7- Plaisanterie devant une catastrophe

"Youssef était sagace et intelligent d’un naturel qui penchait parfois à la plaisanterie"38, "bien sûr dans le cadre de la politesse"39. "Lundi, le 12/10/1842"40 "la pluie est tombée en abondance, suivie des torrents qui se sont précipités sur "Achaghoura"41, "à Bécharry. Il a décrit la scène en un poème populaire"42 "alors qu’il était encore enfant à l’école avec ses camarades"43:
"L’inondation44, de "Toum Al Mezrab"45 s’est précipitée sur Achaghoura;

les arabes46 à Dahr Al Qadib dirent: "le soulagement qui nous arrive de Dieu est proche;

c’est une occasion au loup d’enlever une brebis et un agneau".
"Au début47, les habitants de Bécharry dirent: "allons chez quelqu’un48,

ce n’est qu’un nuage qui ne dure pas, un nuage passager;
"mais quand le torrent envahit Bécharry, les gens ont été terrassés:

"vite des pelles pour canaliser l’eau, pour boucher des brèches"49.

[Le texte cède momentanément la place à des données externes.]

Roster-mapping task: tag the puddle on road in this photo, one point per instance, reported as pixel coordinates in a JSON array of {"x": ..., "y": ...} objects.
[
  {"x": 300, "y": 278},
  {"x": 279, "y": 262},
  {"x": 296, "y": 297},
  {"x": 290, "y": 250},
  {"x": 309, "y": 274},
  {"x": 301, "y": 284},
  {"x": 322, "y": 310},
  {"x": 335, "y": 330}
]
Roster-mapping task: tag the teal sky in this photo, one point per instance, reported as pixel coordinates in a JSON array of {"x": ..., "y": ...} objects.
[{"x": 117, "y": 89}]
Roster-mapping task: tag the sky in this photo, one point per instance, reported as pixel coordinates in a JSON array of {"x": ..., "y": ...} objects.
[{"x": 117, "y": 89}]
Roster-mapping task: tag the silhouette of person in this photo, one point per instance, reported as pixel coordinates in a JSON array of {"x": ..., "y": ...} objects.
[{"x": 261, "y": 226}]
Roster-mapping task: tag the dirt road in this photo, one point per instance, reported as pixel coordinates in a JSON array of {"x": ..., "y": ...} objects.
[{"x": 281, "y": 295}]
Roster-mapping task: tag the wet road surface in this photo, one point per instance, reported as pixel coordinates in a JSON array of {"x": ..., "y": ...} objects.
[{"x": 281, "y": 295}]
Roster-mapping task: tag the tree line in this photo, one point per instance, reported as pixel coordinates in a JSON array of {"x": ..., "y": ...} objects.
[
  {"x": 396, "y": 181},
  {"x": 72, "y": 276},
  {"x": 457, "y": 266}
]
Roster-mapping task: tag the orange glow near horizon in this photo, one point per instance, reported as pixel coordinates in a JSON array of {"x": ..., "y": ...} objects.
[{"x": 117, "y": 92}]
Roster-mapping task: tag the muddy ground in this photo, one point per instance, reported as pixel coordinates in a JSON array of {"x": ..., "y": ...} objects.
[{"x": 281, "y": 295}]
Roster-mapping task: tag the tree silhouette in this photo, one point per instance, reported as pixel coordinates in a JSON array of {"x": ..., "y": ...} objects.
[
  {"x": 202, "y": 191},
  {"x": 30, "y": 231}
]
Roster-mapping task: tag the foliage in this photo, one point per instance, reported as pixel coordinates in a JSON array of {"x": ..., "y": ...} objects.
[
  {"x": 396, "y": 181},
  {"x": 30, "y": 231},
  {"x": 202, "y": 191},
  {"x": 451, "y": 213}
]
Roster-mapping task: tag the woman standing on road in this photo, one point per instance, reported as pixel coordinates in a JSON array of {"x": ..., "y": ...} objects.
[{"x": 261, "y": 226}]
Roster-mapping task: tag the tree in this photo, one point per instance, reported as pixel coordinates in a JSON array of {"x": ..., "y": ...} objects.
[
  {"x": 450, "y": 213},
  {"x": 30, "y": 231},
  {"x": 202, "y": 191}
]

"Le torrent ratissa la vallée, n’épargna pas les murs,

les gens crièrent et appelèrent: "Dieu ! Quelle scène!"
"Quand elle arriva à Hadchite, elle prit une grande gloire et fit grand bruit;

les murs s’écroulèrent, les plus grandes bâtisses se démolirent.
"Elle atteint la vallée de "Kannoubine", affluant à droite et à gauche;

les habitants, ébahis, se cachèrent dans des trous.
"Dans la vallée de "Fradiss", elle redoubla ses efforts et sa véhémence,

les gens portèrent l’image d'un Saint et dirent: "Délivre-nous, ô image!"
"Les habitants de "Bqarqacha", ces gazelles, tous perdirent Sléiman50;

Youssef Hanna, à la denture tordue, fit l’éjection51 dans la fosse
"fit l’éjection dans la fosse et appela son oncle, Sarkis qui accourut

lui secouer les extrémités de l’habit ayant la forme d’une soutane52, qu’il lui déchira.
"La physionomie des habitants de Bqaakafra pâlit

et pour se déplacer, ils ont transformé les bêtes de somme en barques53.
"Les habitants des Hasroun et de Bazoun eurent peur du torrent

et dirent: "allons couper des branches et des arbrisseaux pour boucher des fentes".
"Le torrent envahit Hadad et Qnat; l’un des fermiers-associés mourut;

ils le trouvèrent suspendu comme pour le dessécher à un mûrier dans les jardins de Hantoura54.
"Les propriétaires du moulin, "chahla", s’enfuirent épouvantés;

le meunier fit éjection à cause de la peur à remplir la fosse.
"Les propriétaires du moulin de "Blatt" s’écrièrent:

"apportez-nous de la boue pour enduire de l’argile ces fissures".
"Dieu ! Quelle scène! quand il arriva à "Joura",

il emporta les plus grands arbres dans les terrains de "Koura".
"Le voilà à "Tourza" énergique, les arbres plièrent,

"Ô gens! Que pouvons-nous faire; nous n’avons jamais vu une pareille scène!"
"A Raskifa, les habitants en eurent marre de leur vie;

le torrent emporta la terre y ouvrant cent fosses.
"A Kosba, il se déchaîna et devint plus violent,

déracina tous les arbres avec sa fameuse force.
"A Bsarma, le torrent d’un orgueil irrésistible

n’épargna ni jarres sans poignées, ni passoire ni petite jarre.
"A Kfarquahel55, les habitants sont renégats et l’auraient mérité,

le plus puissant des murs s’ébranla à n’en plus trouver des traces.
"Quand il arriva à "Dahr El Aaïn", il ratissa de deux côtés;

les habitants dirent: "Le mauvais destin nous frappe et ce signe est net".
"A "Abou Ali",56 les vagues s’élevèrent très haut;

des gens trouvèrent la mort et leurs maisons sont inhabitées.
"A son arrivée à "Al Mina", il s’enragea et son rugissement s’affola,

déversant à droite et à gauche; le châtiment de Dieu y est visible.
"L’eau de la mer est troublée; la haute marée dépasse tout prévu,

s’il avait duré encore plus, il n’aurait épargné aucune barque57.